The novel coronavirus has gutted humanity’s ability to engage in that most basic of social and economic activities: the ability to move. That simple fact has touched off a cascade of consequences, all of which touch off their own.
Stay-at-home orders mean less driving and flying. Transport is over half of global oil demand. The gutting of transport has crashed oil prices.
- Less driving and flying means fewer people and firms are purchasing cars and jets. The gutting of transport has crashed global automotive and aerospace trade and manufacturing.
- Less driving and flying means less tourism and shopping. The gutting of transport has shriveled global textiles and electronics trade and production.
- Less driving and flying means more people at home doing their own cleaning and cooking and yard work. The gutting of transport means less income for migrant workers who normally handle those tasks. Remittances – a key source of foreign currency earnings in many countries – evaporate.
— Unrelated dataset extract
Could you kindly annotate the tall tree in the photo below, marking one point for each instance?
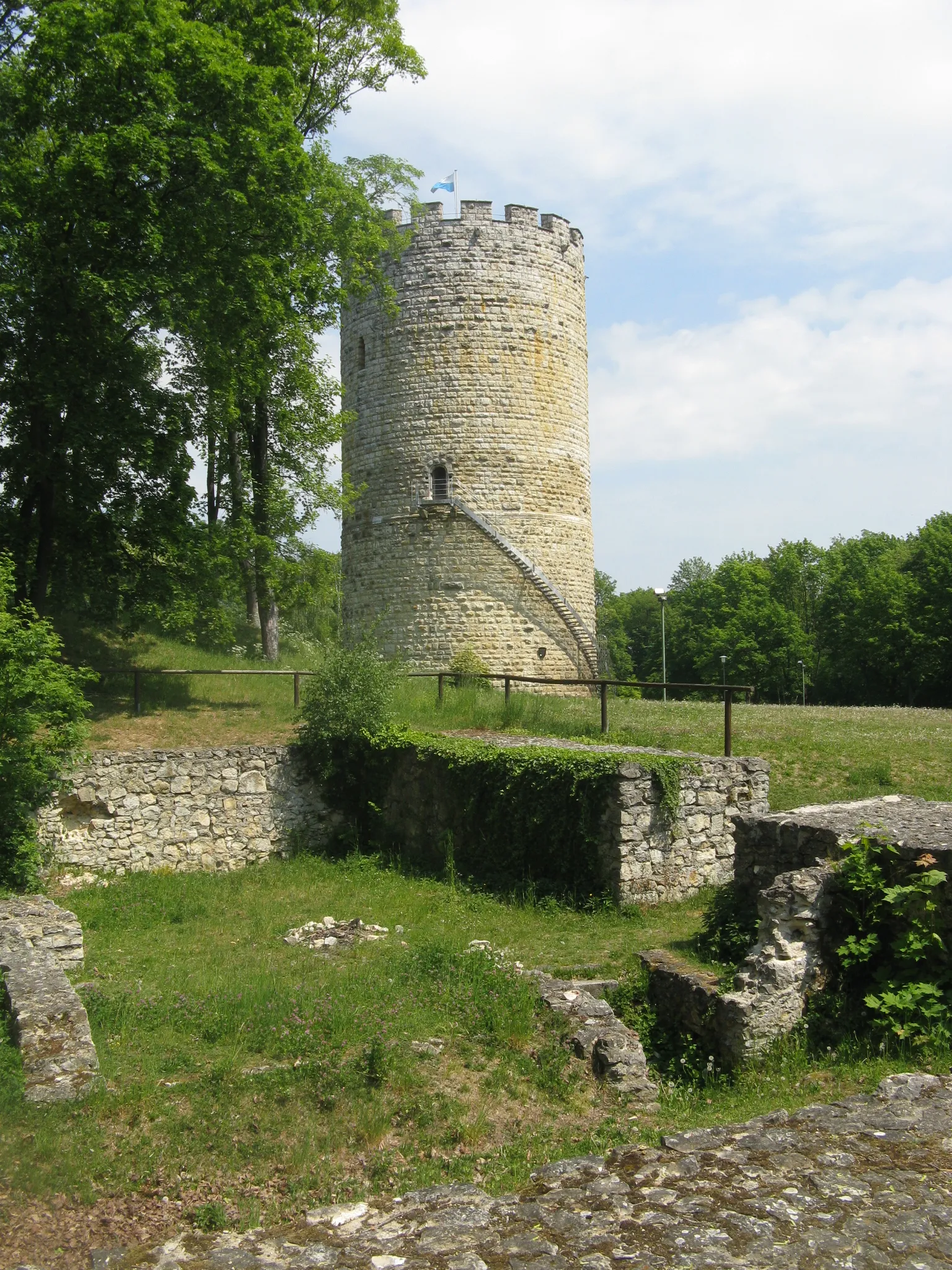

None of these sectors will return to strength until people feel it is safe enough to move about again and secure enough to spend again. In the case of textiles that could happen before the end of this year. In the case of tourism I’d be surprised if it happens before the end of next year.
It all adds up pretty quickly to something that is…not particularly encouraging. For American readers, think of how disruptive the coronavirus experience has been to this point. Now look at this graphic. For the United States, the sum total of all the sectors experiencing this sort of deep structural pain is a paltry 4.1% of US GDP. Compared to much of the rest of the world, that’s practically beer money. (For a point of comparison, China clocks in at just over 11%.)